Preço da confiança cega

“A aprendizagem - especialmente através da IA - deve ser sempre abordada com cautela”, acrescenta o Dr. Malik.

“A IA é, afinal, um esforço humano e pode ser uma mistura de intenções construtivas e destrutivas dos seus criadores.” A avaliação crítica da informação extraída é crucial porque “os maus atores e as suas agendas existirão sempre”, afirma.

O Dr. Liu sublinha a importância de monitorizar a utilização da IA pelas crianças por parte dos adultos e de inculcar a literacia em IA entre os adultos, tal como a literacia mediática.

“As ferramentas de IA aprendem com os dados que lhes são fornecidos, pelo que não geram preconceitos. Elas repetem-no”.

As consequências do preconceito algorítmico não são abstratas. “Algoritmos com viés de IA no policiamento, vigilância ou moderação de redes sociais podem ter consequências devastadoras”, alerta a política indiana Saira Shah Halim.

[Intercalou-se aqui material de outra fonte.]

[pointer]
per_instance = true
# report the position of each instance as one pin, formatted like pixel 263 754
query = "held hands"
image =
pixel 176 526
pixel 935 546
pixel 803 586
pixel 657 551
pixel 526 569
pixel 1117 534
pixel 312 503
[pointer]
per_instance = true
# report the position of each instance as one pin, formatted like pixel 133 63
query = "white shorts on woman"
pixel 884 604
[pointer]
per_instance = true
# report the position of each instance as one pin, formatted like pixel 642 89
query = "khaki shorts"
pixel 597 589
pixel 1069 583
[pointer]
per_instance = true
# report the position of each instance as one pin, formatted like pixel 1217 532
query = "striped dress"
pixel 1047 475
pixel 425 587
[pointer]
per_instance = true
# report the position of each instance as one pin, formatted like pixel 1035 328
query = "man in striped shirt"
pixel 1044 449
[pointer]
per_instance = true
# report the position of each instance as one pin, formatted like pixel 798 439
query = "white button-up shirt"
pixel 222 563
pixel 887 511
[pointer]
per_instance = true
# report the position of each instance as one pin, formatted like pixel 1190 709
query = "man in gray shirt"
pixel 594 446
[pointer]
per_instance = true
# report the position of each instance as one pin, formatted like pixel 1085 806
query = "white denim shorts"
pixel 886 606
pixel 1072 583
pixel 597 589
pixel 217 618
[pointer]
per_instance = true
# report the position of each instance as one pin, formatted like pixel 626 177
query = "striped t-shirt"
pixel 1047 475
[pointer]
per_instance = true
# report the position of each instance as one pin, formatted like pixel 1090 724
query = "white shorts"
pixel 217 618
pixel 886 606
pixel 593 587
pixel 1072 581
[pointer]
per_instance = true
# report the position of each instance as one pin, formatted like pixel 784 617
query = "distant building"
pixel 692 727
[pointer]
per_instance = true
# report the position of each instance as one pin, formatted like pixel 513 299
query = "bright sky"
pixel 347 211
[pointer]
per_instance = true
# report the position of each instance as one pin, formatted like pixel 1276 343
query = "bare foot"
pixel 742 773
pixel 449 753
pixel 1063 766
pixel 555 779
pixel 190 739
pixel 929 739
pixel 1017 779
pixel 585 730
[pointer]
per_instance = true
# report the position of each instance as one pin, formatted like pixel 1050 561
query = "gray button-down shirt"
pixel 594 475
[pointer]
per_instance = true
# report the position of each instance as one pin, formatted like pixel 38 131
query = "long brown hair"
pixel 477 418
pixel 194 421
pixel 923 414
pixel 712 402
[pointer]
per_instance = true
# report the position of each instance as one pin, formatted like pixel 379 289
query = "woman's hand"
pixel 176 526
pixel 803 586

Candidata ao Lok Sabha de 2024 pelo Partido Comunista da Índia (Marxista), Halim manifesta a sua preocupação com a utilização de tecnologias de IA no contexto político mais alargado.

O uso da tecnologia de reconhecimento facial (FRT), utilizada pela polícia de Deli para atingir desproporcionadamente os muçulmanos, questiona a inclinação aparentemente “neutra” das máquinas, acrescenta.

Durante as eleições gerais indianas de 2024, ela explica como a publicidade digital e a campanha liderada por IA alimentaram narrativas baseadas no medo, amplificando assim os pontos de vista maioritários e ignorando as comunidades marginalizadas.

Esperançosa por uma sociedade inclusiva, ela apela para “exigir responsabilidade algorítmica ao lado da justiça constitucional”.

A Dra. Malik afirma que os programadores devem incorporar transparência e diversidade nos conjuntos de dados de treino desde o início. Os utilizadores devem cultivar uma consciência crítica das limitações da IA.

“O nosso objetivo deve ser tornar os sistemas de IA tão objetivos e justos quanto possível, ao mesmo tempo que fomentamos esse mesmo espírito de reflexão e responsabilidade em nós próprios e nas nossas sociedades.”